Positioned directly above the solot,the absolute base tier of the economy, the att maintained a fixed value equivalent to exactly 1/64 of a standard silver baht (historically referred to in English diplomatic and trade accounts as the tical).

== History ==

=== Early Substitutes ===
Before industrialized minting, transactions corresponding to the value of an att were largely settled using imported cowrie shells (bia), with roughly 100 to 200 shells equalling one att depending on market supply. For fixed metal denominations, the state relied on hand-poured clay, lead, or pewter tokens known as prak or phi, often issued by local gambling houses (rong huai) to facilitate micro-commerce.

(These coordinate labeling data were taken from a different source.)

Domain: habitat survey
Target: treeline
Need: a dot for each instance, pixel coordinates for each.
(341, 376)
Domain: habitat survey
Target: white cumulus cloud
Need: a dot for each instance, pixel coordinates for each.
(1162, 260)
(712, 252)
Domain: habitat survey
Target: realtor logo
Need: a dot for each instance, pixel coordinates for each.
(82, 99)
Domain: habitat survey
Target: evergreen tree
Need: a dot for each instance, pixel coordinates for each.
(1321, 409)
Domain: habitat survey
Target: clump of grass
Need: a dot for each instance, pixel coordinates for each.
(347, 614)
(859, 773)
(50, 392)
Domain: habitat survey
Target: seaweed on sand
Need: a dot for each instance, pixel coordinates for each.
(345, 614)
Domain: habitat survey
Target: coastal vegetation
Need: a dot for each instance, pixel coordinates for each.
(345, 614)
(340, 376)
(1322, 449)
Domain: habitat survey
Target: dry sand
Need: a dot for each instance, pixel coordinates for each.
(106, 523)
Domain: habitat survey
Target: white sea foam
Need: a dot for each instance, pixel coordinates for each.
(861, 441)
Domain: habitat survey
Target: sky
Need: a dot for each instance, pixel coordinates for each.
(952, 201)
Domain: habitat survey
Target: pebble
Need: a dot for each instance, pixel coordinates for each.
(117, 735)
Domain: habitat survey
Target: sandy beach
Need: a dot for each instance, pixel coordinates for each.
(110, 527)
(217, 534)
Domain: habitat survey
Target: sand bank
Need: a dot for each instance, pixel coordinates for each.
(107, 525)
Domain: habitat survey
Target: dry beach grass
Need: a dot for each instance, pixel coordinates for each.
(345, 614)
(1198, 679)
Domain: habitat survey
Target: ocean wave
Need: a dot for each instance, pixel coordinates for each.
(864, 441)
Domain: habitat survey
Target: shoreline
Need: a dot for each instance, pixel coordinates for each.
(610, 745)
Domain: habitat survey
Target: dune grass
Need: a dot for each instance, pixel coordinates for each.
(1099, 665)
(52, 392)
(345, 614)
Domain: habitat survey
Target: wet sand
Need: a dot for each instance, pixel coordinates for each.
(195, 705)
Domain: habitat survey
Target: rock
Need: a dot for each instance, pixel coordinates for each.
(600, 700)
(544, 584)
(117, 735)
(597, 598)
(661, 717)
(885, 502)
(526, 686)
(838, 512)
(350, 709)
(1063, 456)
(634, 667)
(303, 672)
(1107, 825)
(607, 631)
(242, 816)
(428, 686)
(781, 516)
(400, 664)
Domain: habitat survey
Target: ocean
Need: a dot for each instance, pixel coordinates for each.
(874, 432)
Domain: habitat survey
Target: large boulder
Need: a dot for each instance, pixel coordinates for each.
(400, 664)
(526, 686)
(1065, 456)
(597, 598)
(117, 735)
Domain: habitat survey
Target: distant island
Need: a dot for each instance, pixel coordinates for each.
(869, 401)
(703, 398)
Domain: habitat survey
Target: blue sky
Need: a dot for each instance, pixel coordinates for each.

=== Transition to Machine-Struck Coinage ===
Following the signature of the Bowring Treaty in 1855, the rapid commercialization of Bangkok's port necessitated a massive, standardized volume of low-denomination physical currency. The traditional hand-stamped manufacturing of bullet money (pod duang) proved structurally incapable of keeping pace.

1. The Tin-Pewter Era (Rama IV): Around 1862, King Mongkut (Rama IV) established the first mechanical minting facility within the Grand Palace. The early flat att pieces were struck from a locally sourced tin and lead alloy. These pieces featured the Royal Crown on the obverse and an elephant within a multi-pointed star wheel (Chakra) on the reverse. However, the soft alloy degraded rapidly under circulation wear and tropical conditions.
2. The Copper Era (Rama V): To remedy the durability problems of tin coinage, King Chulalongkorn (Rama V) modernized production by securing contracts with European institutions. The state transitioned to durable copper blanks outsourced to the Heaton Mint in Great Britain and later the Hamburg Mint in Germany.

== Design ==
Numismatists isolate two primary definitive series for the machine-struck copper att coins issued during the reign of King Chulalongkorn:

=== The Chulalongkorn Monogram Series (1874–1883) ===
Struck primarily in Birmingham, this series prioritized royal heraldry over portraiture to conform with traditional Siamese taboos against depicting the monarch's likeness on common items:

- Obverse: Features the stylized Royal Cipher of King Rama V, containing the interlocking Thai characters จปร (Chulalongkorn Paramin R), surmounted by the Great Crown of Victory (Phra Maha Phichai Mongkut).
- Reverse: Features the explicit textual value inscription อัฐ ๘ อันเฟื้อง (Att, 8 pieces [equal] a Fueang). The text is elegantly framed by a woven botanical wreath composed of Cassia javanica (Java cassia) foliage and ears of rice.
- Dating: Coins from this minting period bear traditional numbers from the Chula Sakarat (CS) civil calendar, with the most common issues stamped with the years ๑๒๓๖ (CS 1236 / 1874 CE) and ๑๒๔๔ (CS 1244 / 1882 CE).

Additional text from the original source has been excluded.